If you don’t feel like sharing the loss together, it’s okay to do so more intimately or on your own. Write a poem, journal, or letter explaining how you feel or what you would say to that person. You can also draw pictures if you can’t find the words. Do it the way you feel best.
Create a space in a living room for the memory. Choose a photo, decorate it as you like, with candles or flowers or even objects of that person. Whenever you need to, go to this corner and express yourself. Tell her what your life will be like from that point on, remember what you liked and say goodbye if you need to.
After explaining the roller coaster we go through in a grieving process, we must keep in mind that we do not “get lost” in this process.

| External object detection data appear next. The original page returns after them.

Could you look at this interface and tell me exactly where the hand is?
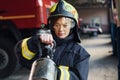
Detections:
[40,33,54,46]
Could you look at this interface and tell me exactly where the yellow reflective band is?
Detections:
[59,66,70,80]
[22,38,35,60]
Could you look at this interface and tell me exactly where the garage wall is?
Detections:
[77,8,110,33]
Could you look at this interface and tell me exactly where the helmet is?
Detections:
[48,0,78,24]
[48,0,81,42]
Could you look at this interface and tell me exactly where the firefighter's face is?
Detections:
[53,17,71,39]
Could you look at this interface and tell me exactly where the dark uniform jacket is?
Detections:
[17,31,90,80]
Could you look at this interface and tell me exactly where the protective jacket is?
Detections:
[17,31,90,80]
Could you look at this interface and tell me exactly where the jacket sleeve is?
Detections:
[15,36,39,68]
[58,49,90,80]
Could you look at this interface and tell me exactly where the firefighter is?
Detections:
[16,0,90,80]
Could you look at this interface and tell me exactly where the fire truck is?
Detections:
[0,0,57,78]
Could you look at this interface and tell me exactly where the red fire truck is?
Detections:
[0,0,57,78]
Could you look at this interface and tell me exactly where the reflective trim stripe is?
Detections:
[22,38,35,60]
[59,66,70,80]
[0,14,35,20]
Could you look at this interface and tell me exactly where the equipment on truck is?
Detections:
[0,0,57,79]
[29,26,57,80]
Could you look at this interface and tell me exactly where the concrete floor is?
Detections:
[1,35,118,80]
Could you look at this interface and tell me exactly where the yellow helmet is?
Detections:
[48,0,78,24]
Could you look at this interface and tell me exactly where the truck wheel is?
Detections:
[0,39,17,78]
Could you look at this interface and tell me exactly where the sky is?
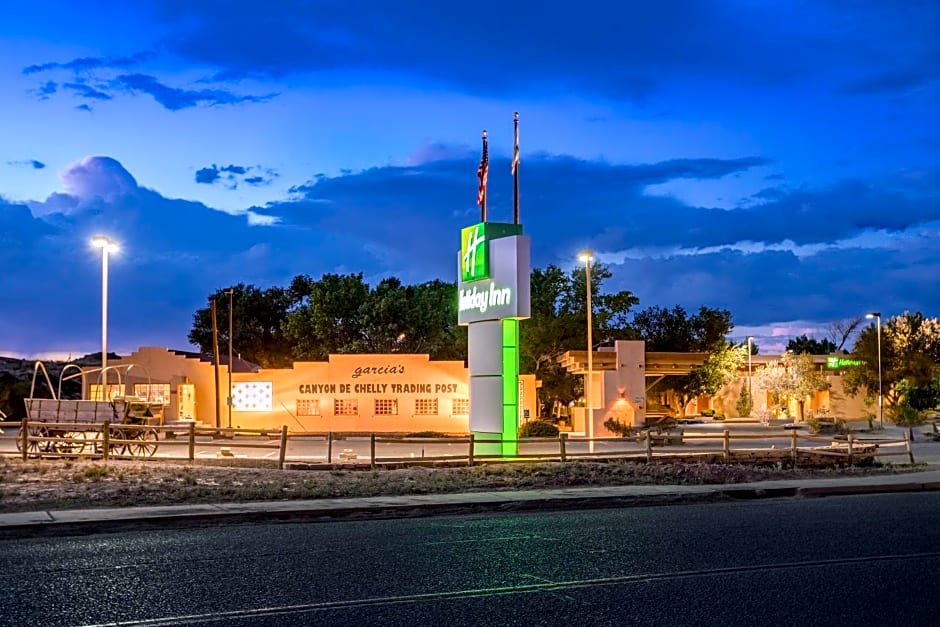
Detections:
[0,0,940,358]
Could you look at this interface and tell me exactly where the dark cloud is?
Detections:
[842,68,940,94]
[62,83,111,100]
[7,159,46,170]
[196,164,278,189]
[23,51,154,75]
[149,0,940,104]
[115,74,275,111]
[0,155,940,351]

Try to take care of your diet and rest times. Try to stick to your schedules and listen to your body, if you need to slow down, do it, allow yourself to recover, but don’t give up.
Exercise, look for a job like cooking, reading, meditating and enjoying the sunlight on the balcony or window.
It is normal for feelings of sadness or anger to arise, if you need to be alone or to connect with people who make you feel good, do it. You will surely receive calls from many people to offer your condolences and to take an interest in you. Give them directions and schedules.
Seek help in dealing with your emotions, whether it is from family and friends or, if necessary, from professional grief psychologists. Telephone lines provided by the state (health center, red cross, police, etc.) can also be very useful.
To finish, avoid overloading yourself with information that “contaminates” you, look for activities that relax you, Don’t make very big decisions and don’t demand too much.
Allow yourself time to heal
Remember that this situation will not last forever, and when this is all over, you can say goodbye face to face with all your loved ones.
In this article, we wanted to emphasize the importance of carrying out the grieving process in the most natural and fluid way possible to avoid, as much as possible, a possible subsequent complication.
It is known that in special circumstances like the ones we are experiencing, natural grief is more likely to become pathologicalSo anything we can do now to support this process will help us prevent a possible disorder. If you find that this situation is becoming too complicated for you or your loved ones and that the resources available to you are not sufficient, do not hesitate to seek the help of a grieving psychologist.